The Gemara relates that the judgment of Rosh Hashana can have three outcomes. There are, it seems, three types of people. The first category is the Tzadik, the righteous individual. There is no debate concerning this person. This person has developed a healthy relationship both with God and with other people. He/she is inscribed immediately into the book of life. The second category is the Rasha, a wicked person. This person does not have a healthy relationship with God. This person has forfeited the right to live and is inscribed to die.
The third category Beinonim, literally those in the middle, seems a little more complicated. This is the category of people who do not fit into either extreme. They are neither exceptionally good nor exceptionally bad. The Gemara suggests that we consider ourselves in this category. This is probably the largest of the three categories. It is important for us to understand how these people are judged? What is their fate?
The Gemara explains. The Beinonim are in the balance. Their fate is undecided. It all depends on how they utilize the days between Rosh Hashana and Yom Kippur. If they use these days as an opportunity to repent and correct that which needs fixing then they are elevated to the book of life. If they do not utilize these days they move in the other direction and their lives come to an end. In other words, if they do nothing, they are automatically demoted. No one remains a Beinoni after the judgment of Yom Kippur.
This seems a puzzling way to resolve a problem. If someone does not act, the status quo should remain. They did not do anything right, but they also did not do anything wrong. Why is the passive Beinoni of Rosh Hashana inscribed in the book of death?
Shem Mishmuel suggests that the Beinonim teach us a critical idea. There is no neutral response to Yamim Noraim.
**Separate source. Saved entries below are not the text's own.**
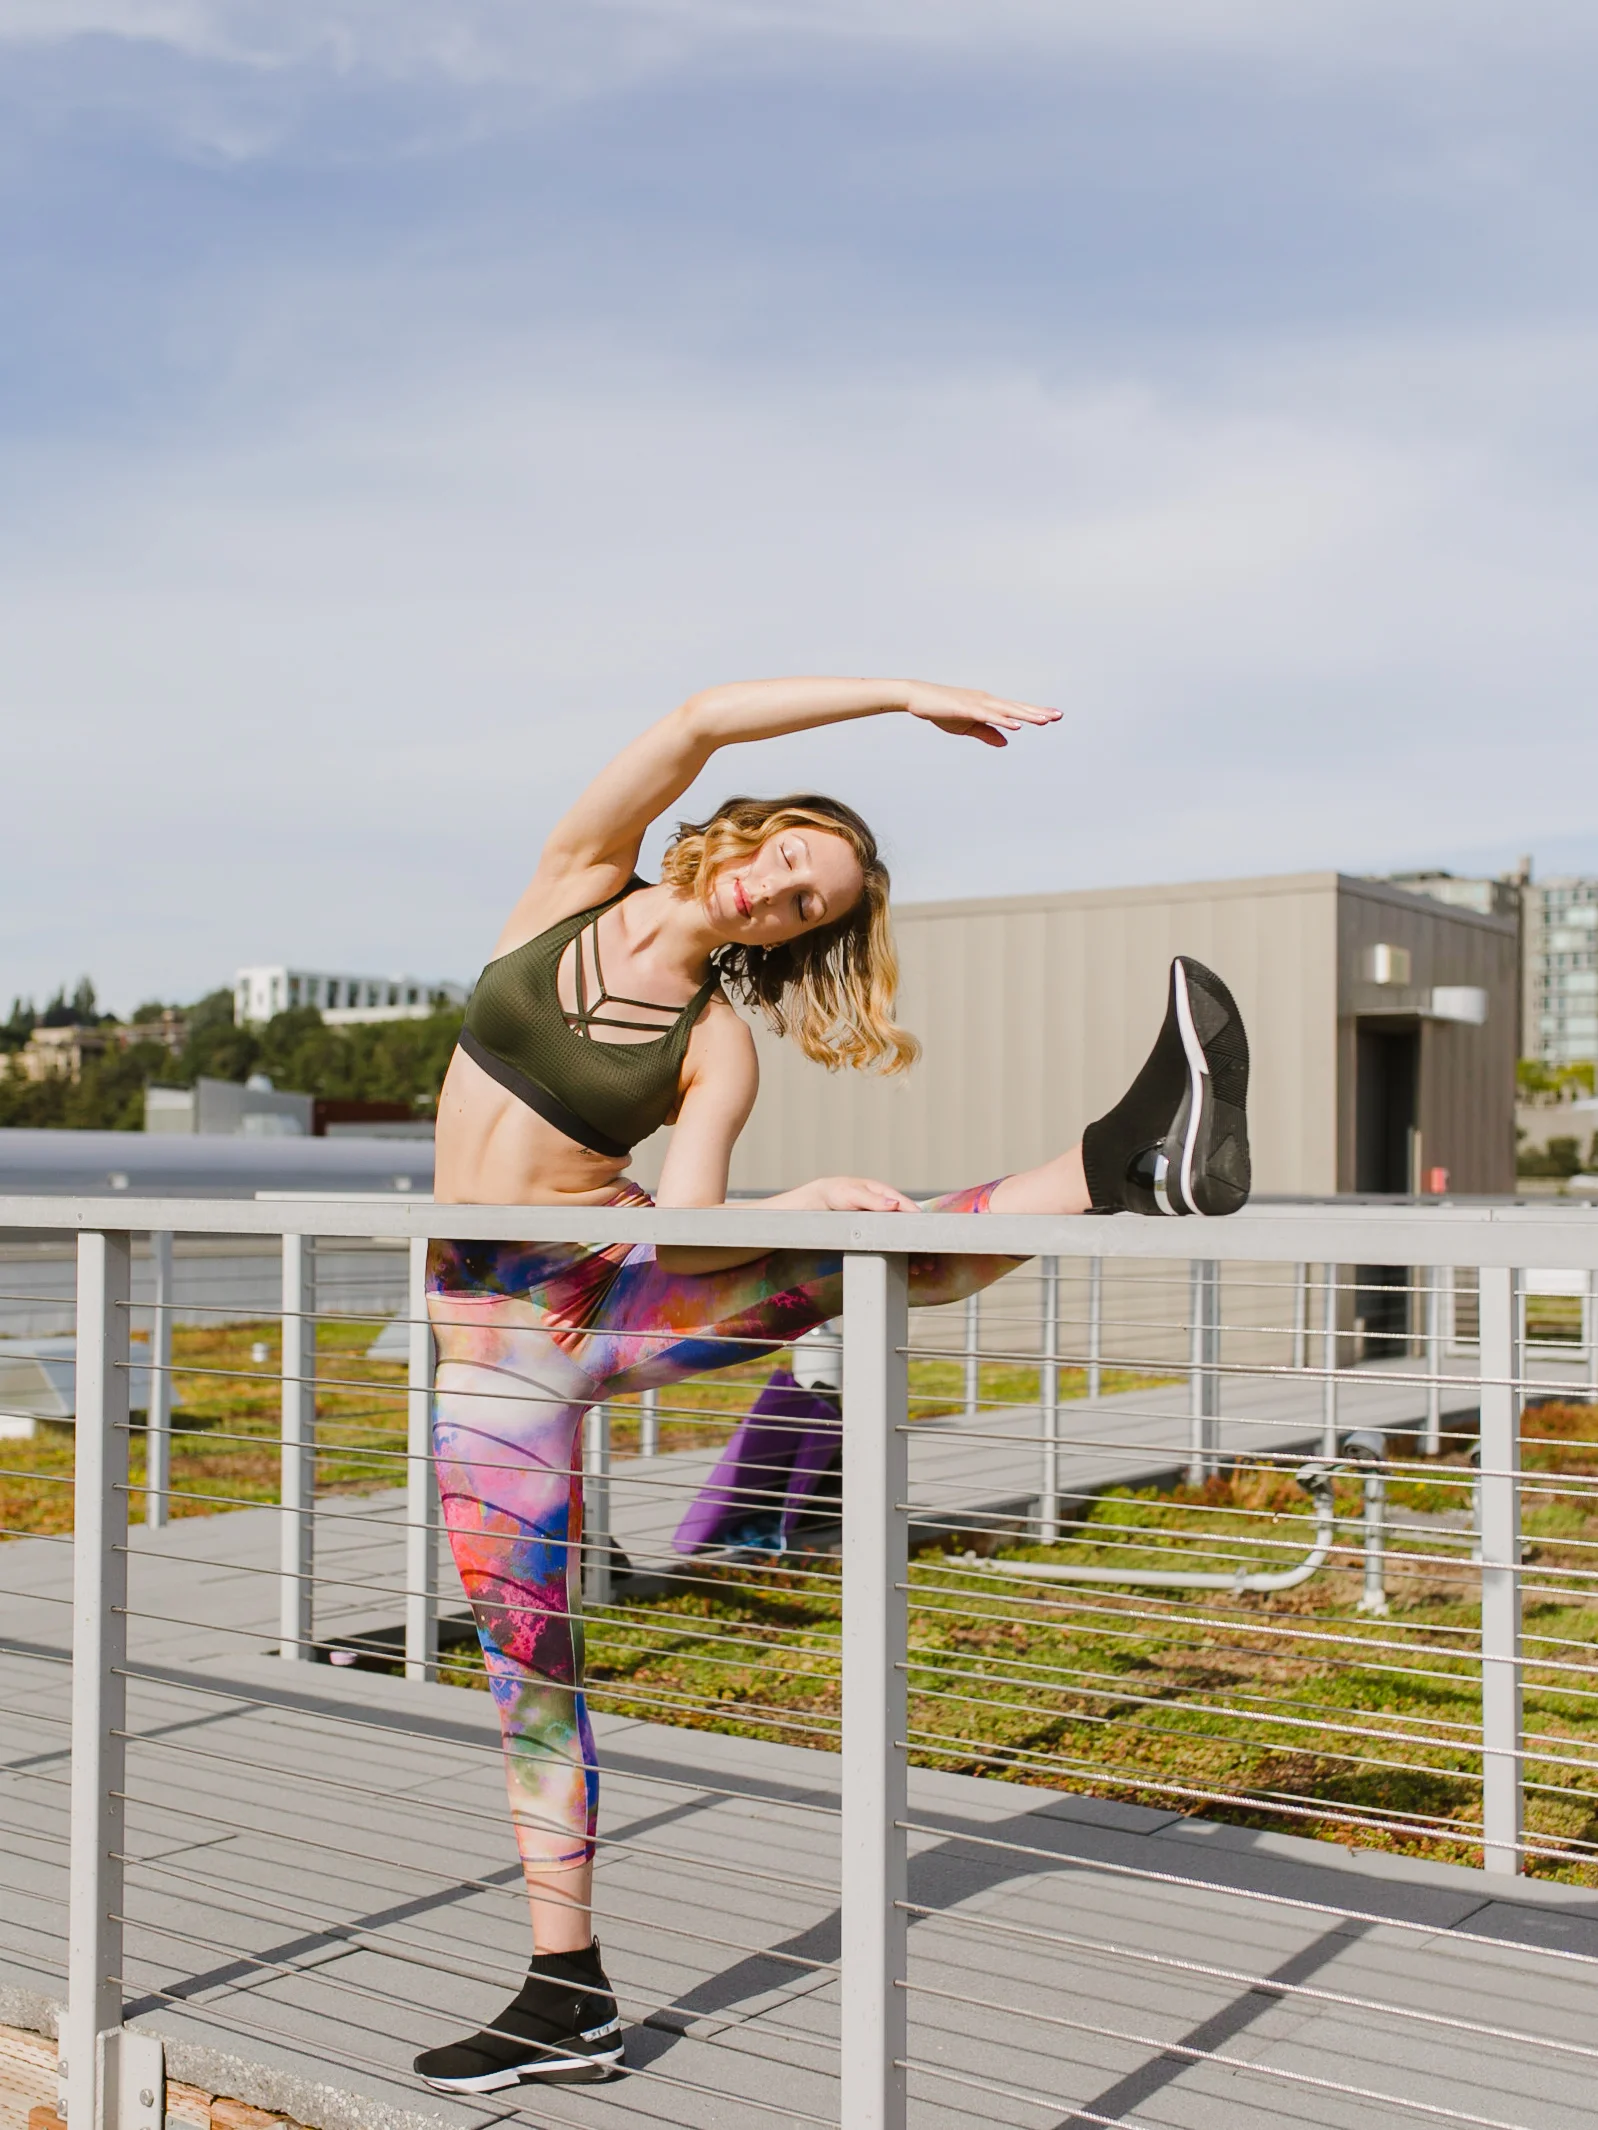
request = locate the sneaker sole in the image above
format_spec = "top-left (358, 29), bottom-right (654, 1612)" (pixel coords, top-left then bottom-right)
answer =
top-left (1162, 960), bottom-right (1249, 1218)
top-left (418, 2029), bottom-right (625, 2093)
top-left (419, 2046), bottom-right (624, 2093)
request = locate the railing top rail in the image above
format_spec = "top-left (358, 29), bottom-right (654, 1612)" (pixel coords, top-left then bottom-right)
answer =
top-left (1, 1193), bottom-right (1596, 1267)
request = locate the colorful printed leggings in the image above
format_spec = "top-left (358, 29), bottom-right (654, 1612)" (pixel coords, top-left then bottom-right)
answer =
top-left (426, 1181), bottom-right (1020, 1882)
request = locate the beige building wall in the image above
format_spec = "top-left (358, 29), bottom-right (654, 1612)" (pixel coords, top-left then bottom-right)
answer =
top-left (633, 869), bottom-right (1343, 1197)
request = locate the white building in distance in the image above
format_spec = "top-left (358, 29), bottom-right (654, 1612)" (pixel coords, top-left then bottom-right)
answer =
top-left (234, 967), bottom-right (468, 1027)
top-left (1524, 877), bottom-right (1598, 1067)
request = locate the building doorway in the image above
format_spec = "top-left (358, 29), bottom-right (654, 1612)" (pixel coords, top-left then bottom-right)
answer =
top-left (1355, 1022), bottom-right (1419, 1356)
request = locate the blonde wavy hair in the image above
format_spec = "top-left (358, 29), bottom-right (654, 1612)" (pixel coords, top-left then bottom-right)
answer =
top-left (660, 794), bottom-right (919, 1075)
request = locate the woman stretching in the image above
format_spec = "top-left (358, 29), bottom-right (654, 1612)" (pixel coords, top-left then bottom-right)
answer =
top-left (414, 677), bottom-right (1251, 2092)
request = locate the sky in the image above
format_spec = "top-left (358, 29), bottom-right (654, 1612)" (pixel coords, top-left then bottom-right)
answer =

If someone enters these days and leaves them without feeling any sense of additional closeness to God that itself is a response. There are powerful prayers, beautiful songs and invaluable family experiences at this time. We can either absorb these experiences, we can utilize this time to evaluate our relationship with God, with our families and with ourselves or we can simply ignore it. Ignoring the Yamim Noraim is also a response to them.
The Gemara explains that if someone experiences these days and comes out unchanged then that person is no longer a beinoni. Spiritual growth involves not just avoiding wrong; it also requires us to act. A Beinoni on Rosh Hashana does not automatically remain a beinoni until Yom Kippur. The challenge of Yamim Noraim is a challenge of evaluation and self reflection. If a person fails to face that challenge, that person no longer merits being a Beinoni. The categories are dynamic; they change as we face each new challenge.
Life is dynamic and we decide how to respond all the time. Doing nothing wrong is not enough. We need to be active in our relationship with God. May we be blessed to respond actively to the challenges that we face in the coming year so that it will become a year full of goodness for us all.